Years later, after I had left the Civil Engineering Department and had become sort of the company’s computer guru, I shopped around for a computer program that would make these sorts of isometric drawings on a computer-driven plotter.  The “draftsman” then would simply entered the coordinates of each bend,  specify each valve and provided certain other information to the system, and the isometric drawing would be produced automatically, the computer making the calculations, and the pen plotter producing the physical drawing.  This was an interesting bit of shopping, because I had to go to England to do it.  This was my first overseas trip and it was very illuminating in several ways:

The airplane, a Boeing 747, left JFK Airport in New York bound for Manchester England.  For some reason it had to be re-routed to London instead.  After we landed at the airport—a rather rough landing, but not too bad—the pilot announced that the airplane had landed itself automatically, a process that was required to be done every so many flights in order to test the system.  I noticed that we were only given this information after we had successfully landed.  But this information was interesting in that even in those early days, one could see the extent of automation then dawning on world.
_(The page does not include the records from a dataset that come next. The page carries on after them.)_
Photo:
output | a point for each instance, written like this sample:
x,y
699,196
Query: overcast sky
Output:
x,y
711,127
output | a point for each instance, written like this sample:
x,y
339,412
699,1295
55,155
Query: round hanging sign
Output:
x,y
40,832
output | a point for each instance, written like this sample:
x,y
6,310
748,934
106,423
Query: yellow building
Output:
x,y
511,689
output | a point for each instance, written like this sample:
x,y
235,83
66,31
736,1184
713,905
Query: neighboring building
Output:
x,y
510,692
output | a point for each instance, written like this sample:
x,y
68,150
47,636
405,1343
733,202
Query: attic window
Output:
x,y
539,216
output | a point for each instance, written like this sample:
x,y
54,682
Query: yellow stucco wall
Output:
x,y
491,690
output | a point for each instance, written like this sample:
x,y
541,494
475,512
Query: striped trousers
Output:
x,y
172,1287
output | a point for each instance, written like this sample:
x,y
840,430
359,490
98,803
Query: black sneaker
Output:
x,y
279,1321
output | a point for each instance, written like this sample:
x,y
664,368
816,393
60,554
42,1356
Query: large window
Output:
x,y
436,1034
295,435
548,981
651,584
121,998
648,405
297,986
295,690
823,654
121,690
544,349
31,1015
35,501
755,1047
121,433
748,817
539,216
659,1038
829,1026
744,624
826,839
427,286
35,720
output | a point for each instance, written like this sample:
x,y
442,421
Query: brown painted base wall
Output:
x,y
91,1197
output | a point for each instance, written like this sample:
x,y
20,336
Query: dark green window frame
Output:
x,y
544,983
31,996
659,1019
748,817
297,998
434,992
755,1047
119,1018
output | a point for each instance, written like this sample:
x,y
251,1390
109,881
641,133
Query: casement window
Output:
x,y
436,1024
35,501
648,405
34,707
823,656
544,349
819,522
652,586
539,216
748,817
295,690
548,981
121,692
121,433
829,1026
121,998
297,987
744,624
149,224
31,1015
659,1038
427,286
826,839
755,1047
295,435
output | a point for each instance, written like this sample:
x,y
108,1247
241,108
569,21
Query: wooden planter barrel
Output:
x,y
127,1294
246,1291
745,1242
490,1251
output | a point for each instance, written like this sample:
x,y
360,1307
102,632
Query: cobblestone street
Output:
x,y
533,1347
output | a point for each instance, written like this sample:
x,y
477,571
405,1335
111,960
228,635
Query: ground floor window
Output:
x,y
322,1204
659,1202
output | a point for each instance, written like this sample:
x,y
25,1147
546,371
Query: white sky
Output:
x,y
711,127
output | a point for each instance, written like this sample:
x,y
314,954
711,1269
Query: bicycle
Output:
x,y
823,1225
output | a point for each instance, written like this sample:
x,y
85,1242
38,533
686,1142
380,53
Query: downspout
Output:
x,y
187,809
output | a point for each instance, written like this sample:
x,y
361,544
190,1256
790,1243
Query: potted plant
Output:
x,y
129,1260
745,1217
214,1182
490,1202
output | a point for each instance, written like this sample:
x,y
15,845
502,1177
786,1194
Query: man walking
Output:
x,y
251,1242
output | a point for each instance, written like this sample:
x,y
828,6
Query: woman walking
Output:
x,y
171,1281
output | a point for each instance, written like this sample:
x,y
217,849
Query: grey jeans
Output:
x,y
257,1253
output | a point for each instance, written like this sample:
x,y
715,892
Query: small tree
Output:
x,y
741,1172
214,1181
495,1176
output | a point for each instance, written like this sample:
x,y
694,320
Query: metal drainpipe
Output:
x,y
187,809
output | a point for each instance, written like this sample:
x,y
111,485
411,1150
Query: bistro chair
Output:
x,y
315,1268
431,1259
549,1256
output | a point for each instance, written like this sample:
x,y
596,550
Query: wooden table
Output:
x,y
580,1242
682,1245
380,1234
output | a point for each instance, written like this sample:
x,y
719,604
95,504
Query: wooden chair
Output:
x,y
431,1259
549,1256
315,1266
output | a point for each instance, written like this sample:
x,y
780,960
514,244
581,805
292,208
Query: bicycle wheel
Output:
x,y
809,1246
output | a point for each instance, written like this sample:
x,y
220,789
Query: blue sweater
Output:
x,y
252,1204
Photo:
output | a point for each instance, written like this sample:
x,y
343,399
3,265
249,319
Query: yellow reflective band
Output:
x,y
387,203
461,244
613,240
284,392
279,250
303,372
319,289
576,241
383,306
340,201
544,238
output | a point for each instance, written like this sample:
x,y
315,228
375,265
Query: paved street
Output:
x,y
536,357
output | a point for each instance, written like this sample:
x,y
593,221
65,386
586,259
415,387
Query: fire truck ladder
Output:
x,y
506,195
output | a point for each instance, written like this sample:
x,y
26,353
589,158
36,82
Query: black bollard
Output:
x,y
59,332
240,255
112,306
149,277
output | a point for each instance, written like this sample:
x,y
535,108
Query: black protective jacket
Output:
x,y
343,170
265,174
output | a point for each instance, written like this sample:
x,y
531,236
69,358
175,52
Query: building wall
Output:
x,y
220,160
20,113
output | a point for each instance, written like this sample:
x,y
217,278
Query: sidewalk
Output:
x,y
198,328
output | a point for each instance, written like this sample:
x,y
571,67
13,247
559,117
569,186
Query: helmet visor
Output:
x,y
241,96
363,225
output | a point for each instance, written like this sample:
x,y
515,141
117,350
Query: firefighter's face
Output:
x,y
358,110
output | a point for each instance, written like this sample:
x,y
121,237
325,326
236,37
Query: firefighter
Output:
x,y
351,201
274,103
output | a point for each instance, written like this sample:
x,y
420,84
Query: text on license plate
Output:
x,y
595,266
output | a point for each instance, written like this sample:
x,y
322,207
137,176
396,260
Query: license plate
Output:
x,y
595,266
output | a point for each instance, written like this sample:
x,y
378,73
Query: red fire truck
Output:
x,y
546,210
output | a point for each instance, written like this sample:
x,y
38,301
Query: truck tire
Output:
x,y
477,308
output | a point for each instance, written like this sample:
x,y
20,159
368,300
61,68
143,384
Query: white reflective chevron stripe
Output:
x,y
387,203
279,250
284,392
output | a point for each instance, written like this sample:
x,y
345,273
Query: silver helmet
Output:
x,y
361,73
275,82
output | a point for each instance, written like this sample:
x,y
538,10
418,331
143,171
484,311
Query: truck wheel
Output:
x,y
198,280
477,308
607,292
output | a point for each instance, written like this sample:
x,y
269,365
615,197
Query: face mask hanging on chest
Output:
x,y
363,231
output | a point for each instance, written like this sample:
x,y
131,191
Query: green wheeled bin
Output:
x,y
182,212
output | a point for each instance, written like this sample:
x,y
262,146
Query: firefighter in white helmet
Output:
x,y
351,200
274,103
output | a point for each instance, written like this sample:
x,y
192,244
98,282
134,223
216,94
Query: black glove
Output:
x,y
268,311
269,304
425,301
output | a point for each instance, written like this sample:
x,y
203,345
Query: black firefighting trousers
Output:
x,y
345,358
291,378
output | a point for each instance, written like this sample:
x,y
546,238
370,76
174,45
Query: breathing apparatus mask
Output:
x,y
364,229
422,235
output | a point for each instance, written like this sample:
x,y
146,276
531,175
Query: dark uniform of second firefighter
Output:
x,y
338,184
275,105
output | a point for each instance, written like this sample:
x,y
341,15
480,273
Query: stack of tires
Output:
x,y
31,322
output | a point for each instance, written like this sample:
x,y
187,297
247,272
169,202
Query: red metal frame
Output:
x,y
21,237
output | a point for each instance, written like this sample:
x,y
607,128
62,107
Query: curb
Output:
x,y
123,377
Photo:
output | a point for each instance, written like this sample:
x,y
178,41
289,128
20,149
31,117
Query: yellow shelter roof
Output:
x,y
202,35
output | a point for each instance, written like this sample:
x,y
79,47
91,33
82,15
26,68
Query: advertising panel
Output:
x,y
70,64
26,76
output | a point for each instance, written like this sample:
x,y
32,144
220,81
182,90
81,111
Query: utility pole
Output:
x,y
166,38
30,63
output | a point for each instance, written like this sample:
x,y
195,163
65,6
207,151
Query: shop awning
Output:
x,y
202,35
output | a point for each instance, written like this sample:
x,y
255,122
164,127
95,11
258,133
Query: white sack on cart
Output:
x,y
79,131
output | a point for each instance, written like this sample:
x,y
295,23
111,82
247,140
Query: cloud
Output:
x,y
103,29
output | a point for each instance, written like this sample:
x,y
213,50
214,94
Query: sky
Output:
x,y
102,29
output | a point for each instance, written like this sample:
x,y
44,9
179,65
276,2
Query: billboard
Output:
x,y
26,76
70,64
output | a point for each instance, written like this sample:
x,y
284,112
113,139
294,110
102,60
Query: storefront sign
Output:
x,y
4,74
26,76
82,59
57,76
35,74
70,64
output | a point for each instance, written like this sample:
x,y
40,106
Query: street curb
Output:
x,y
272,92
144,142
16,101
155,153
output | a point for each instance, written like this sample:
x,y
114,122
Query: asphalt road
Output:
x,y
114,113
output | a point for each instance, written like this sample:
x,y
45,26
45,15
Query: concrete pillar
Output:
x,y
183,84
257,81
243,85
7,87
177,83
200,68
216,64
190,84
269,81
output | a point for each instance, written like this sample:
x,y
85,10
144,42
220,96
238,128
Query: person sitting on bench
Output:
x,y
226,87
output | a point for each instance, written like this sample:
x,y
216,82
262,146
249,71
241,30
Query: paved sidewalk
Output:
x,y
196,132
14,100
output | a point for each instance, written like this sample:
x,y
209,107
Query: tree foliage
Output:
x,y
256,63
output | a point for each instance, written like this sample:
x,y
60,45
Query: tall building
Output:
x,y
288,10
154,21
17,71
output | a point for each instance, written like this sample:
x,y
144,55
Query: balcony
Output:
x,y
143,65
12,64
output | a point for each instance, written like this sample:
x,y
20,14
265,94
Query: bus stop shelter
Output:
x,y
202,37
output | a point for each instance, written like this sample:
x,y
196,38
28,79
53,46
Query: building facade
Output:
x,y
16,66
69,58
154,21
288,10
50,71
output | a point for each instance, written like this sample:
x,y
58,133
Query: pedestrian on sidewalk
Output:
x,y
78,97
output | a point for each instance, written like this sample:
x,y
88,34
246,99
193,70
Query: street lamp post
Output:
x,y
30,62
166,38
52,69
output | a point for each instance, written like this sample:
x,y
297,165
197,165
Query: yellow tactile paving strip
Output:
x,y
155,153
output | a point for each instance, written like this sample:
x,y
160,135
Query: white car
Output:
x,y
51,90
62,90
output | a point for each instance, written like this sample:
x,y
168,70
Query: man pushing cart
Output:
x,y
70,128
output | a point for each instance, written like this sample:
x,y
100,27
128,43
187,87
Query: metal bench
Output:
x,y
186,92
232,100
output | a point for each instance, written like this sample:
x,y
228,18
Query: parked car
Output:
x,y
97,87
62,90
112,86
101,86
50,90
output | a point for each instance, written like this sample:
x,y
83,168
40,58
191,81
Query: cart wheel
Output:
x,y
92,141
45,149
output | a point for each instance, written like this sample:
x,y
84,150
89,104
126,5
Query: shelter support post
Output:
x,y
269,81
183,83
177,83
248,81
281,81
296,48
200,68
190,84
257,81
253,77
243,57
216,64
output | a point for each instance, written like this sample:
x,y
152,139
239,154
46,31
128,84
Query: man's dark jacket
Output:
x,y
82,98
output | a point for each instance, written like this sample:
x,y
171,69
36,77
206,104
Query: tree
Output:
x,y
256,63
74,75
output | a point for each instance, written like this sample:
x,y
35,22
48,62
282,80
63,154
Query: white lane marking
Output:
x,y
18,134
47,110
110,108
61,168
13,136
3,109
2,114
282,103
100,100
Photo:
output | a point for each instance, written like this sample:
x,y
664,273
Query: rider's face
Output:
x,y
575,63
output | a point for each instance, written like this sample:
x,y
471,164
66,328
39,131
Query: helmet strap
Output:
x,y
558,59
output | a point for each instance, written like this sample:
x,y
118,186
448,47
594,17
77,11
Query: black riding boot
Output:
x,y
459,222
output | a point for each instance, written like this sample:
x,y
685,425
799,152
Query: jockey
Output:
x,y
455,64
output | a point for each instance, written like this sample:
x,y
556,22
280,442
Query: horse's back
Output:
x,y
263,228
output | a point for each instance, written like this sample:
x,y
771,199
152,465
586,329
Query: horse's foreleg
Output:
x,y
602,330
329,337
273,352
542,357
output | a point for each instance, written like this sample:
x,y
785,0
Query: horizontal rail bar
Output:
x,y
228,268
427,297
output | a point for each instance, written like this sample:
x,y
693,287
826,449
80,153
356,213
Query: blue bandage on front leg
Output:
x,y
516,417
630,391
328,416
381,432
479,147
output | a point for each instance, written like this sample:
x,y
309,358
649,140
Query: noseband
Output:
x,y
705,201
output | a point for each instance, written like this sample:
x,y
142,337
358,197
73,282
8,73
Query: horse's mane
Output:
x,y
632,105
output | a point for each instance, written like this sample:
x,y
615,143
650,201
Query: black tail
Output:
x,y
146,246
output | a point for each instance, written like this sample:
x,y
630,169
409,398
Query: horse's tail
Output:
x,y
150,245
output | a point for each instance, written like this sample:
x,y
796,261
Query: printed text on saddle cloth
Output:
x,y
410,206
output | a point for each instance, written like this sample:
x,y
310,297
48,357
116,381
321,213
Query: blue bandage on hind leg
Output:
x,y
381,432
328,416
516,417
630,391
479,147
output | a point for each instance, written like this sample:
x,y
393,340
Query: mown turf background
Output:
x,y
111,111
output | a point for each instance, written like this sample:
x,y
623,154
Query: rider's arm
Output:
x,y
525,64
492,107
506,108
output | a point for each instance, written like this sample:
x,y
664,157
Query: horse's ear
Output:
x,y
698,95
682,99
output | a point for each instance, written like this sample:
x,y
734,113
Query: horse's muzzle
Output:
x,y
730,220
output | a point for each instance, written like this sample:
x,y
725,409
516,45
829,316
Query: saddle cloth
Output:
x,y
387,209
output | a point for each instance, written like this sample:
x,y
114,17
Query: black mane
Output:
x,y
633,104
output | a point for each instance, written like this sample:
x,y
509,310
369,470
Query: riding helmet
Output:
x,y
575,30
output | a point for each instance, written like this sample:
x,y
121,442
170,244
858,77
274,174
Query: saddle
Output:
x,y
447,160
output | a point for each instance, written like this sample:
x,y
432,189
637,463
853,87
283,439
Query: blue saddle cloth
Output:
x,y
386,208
From London we were given railroad tickets to Manchester, several 100 miles away.  I was quite impressed with the British railroad system which traveled through a very green countryside, one I had not expected to find in industrialized England.  In the dining car, we were served a rather elegant meal, as it seemed to my Midwestern taste anyway; I remember corned beef and cabbage with boiled potatoes served by a middle aged gentleman with a white napkin draped on his forearm.  While eating this meal, and watching the green countryside flow by, I thought to myself, These British certainly do know how to travel.  It was my first bit of international travel, and my first trip of any extent on a railroad.  It was, all together, an interesting adventure for the young man from the corn country of Naperville.